The ink is barely dry, but today Hawk and Owl Trust are celebrating watching the mid-summer sun rising over their new land area. They have ‘signed on the dotted line’ in the purchase of 150 acres of land surrounding their existing 45 acre Sculthorpe Moor Nature Reserve near Fakenham in North Norfolk. The reserve is famous for its wildlife and habitats and with the addition of the new land will offer a home to a vast range of wildlife from plants and fungi, to Otters and birds of prey. Public support for the appeal to raise the £1.7million needed to buy the land and turn it into a wildlife paradise has been astonishing, with enough raised in just two years to enable the land to be secured and the three-year project to manage the land and develop the infrastructure to be started. The project relied on a major Heritage Lottery Fund award, and a significant amount has also been donated by the Local Enterprise Programme (LEP).

The Hawk and Owl Trust, can’t wait to get started on delivering the 3-year project to allow public access to the land and develop the habitats to make the land more suitable for the widest range of wildlife using their proven land management techniques. Sculthorpe Moor Nature Reserve is already one of the country’s most accessible reserves and is internationally recognised for its wildlife. The reserve is located in the beautiful Wensum Valley in Norfolk, and is a marvellous, peaceful place with a huge variety of wildlife in a rich and unusual mosaic of woodland, fen and reedbed habitats. At only 18-hectares (45 acres), the existing reserve is easy to explore and offers everyone a real opportunity to get involved with the natural environment. Small but perfectly formed: a real gem, it is recognised how important being out in the fresh air is to our mental well-being.
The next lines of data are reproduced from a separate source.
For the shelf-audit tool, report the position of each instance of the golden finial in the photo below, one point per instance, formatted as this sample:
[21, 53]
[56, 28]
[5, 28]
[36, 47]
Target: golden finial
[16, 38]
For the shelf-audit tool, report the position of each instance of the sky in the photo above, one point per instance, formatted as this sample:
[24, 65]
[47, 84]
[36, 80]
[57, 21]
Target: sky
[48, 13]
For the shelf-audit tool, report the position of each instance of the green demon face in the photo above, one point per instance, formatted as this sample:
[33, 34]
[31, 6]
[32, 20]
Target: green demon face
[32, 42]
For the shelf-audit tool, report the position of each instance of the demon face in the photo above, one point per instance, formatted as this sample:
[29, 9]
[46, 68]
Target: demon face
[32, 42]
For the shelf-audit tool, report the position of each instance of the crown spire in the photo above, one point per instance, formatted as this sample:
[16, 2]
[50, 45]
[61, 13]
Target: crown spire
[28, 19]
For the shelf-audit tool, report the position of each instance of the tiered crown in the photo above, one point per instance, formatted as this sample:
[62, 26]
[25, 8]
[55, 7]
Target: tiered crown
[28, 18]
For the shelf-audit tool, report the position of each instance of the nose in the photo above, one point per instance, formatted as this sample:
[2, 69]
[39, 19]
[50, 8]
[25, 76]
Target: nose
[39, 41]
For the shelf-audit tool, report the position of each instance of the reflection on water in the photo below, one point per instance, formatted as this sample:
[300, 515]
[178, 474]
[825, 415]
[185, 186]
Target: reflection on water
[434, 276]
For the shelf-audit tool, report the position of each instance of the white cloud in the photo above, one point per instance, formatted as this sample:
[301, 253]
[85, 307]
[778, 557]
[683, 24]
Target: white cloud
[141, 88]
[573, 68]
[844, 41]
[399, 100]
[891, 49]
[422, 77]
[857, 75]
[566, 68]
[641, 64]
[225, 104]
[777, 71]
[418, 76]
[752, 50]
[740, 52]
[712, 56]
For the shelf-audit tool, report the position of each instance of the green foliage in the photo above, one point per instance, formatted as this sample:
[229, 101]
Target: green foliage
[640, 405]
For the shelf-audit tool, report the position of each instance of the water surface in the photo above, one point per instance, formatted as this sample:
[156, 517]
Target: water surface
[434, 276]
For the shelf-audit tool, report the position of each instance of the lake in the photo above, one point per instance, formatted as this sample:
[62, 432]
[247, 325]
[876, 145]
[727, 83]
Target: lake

The two large areas of land on either side are currently rough grassland and were about to be put on the open market for sale. Hawk and Owl Trust were given two years to raise the money to purchase the land and begin the project and thanks to the generosity of a huge number of visitors and supporters, alongside a large Heritage Lottery Fund application and significant donations from individuals and the Local Enterprise Programme (Norfolk LEP).

The new area of land has a rich history of peat cutting, gravel extraction, gunpowder manufacture, brush making, shooting range, charcoal making and water mills. The Trust’s vision for the area is about so much more than amazing wildlife. The future will see a rich ecosystem co-existing with the local community with access for all, rural history, rural crafts and traditional sustainable management benefiting the landscape, people and wildlife. The three-year project to deliver the vision for the reserve will begin on August 5th as the diggers roll onto the barren fields to scrape away the first bucket loads of soil in the formation of open water and redirection of the ditches. A new entrance near the visitor centre will be the next task, as boardwalks and other fully accessible pathways will be taking shape around the reserve.

As wildlife struggles more with loss of habitat, man-made obstacles and changing climate, nature reserves are an increasingly important oasis. Likewise, it is now recognised that activity out in the fresh air, and enjoying mature, are crucial to our own health and mental well-being. One of the key goals at Sculthorpe has always been accessibility to all, allowing everyone that chance to experience wild places. A programme of activities, and the opportunity to get involved and volunteer have always been a key role and the new land will enable the Trust to offer this to even more people.